Related story: Bren Mar Park ES parents concerned about last-minute boundary proposal

“This disparate treatment of the BMP community leads to the conclusion that FCPS intends to railroad BMP into Key/Lewis regardless of community sentiment in order to cater to richer communities that have long resisted transferring into Lewis,” Roll says.

She cites “three significant process fouls that indicate that FCPS is not acting in good faith with the BMP community”:

  • Arbitrary timelines – During the lengthy districtwide community boundary study last year, the only two options presented for BMP students were staying in the Edison pyramid or moving to the Annandale pyramid. FCPS introduced the proposal to move BMP students to Key and Lewis at the last minute, which prevented the BMP community from giving full consideration to the proposal or providing input.
  • Lack of communication – FCPS has repeatedly failed to inform or engage parents in the BMP community about these last-minute changes, preventing parents from providing input.

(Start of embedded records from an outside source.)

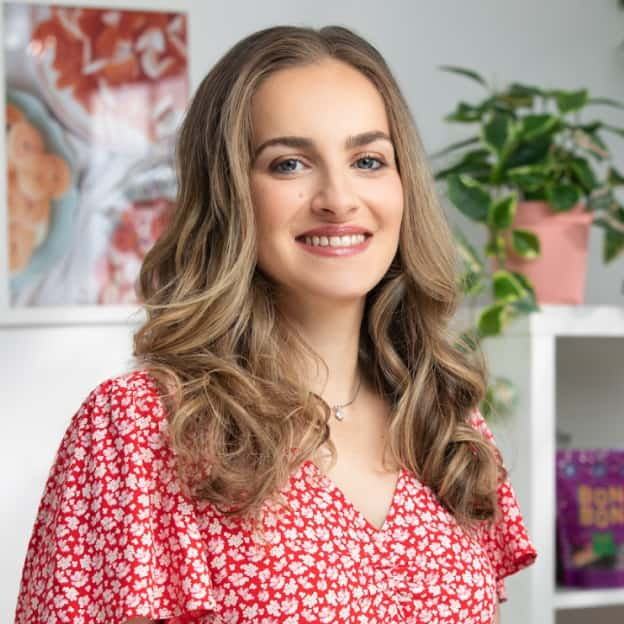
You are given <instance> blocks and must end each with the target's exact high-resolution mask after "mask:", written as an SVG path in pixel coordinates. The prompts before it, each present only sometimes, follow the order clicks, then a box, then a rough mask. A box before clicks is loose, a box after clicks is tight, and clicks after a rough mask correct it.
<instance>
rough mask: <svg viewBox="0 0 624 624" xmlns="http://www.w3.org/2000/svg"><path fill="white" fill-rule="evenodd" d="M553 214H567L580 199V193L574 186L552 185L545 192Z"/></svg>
mask: <svg viewBox="0 0 624 624" xmlns="http://www.w3.org/2000/svg"><path fill="white" fill-rule="evenodd" d="M546 195H547V197H548V201H549V202H550V204H551V207H552V209H553V212H568V211H569V210H570V209H571V208H572V207H573V206H575V205H576V204H577V203H578V202H579V200H580V199H581V196H582V192H581V189H580V188H579V187H578V186H575V185H574V184H554V185H552V186H549V187H548V189H547V190H546Z"/></svg>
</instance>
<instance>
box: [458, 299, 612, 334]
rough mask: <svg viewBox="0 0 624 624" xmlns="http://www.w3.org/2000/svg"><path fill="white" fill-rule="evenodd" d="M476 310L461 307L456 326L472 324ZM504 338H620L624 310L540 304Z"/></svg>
mask: <svg viewBox="0 0 624 624" xmlns="http://www.w3.org/2000/svg"><path fill="white" fill-rule="evenodd" d="M477 313H478V308H472V307H468V306H463V307H462V308H461V309H460V311H459V313H458V314H457V318H458V320H459V321H460V322H462V323H465V322H468V319H472V322H475V321H476V318H477ZM504 335H505V336H528V335H533V336H590V337H591V336H594V337H597V338H599V337H613V336H616V337H618V336H619V337H624V306H590V305H552V304H543V305H541V306H540V312H533V313H531V314H529V315H527V316H524V317H521V318H518V319H516V320H513V321H510V322H509V323H508V325H507V327H506V329H505V330H504Z"/></svg>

At the April 24 meeting, BMP parents were told that the primary way to provide input is to fill out an online feedback form. However, FCPS never made any effort to provide the link for the form to BMP attendees.
  • Disregard for community input – FCPS has made no effort to look into any of the concerns raised about having to navigate across the beltway to get to Key and Lewis or the resulting under-enrollment at Holmes.

“For FCPS to rush to impose a change on a small, lower-income community so quickly after the county-wide boundary review cycle ended implies that FCPS’s promises to make these changes in predictable cycles with community input were made only to wealthy communities,” Roll says. “We are united in our refusal to be railroaded by FCPS.”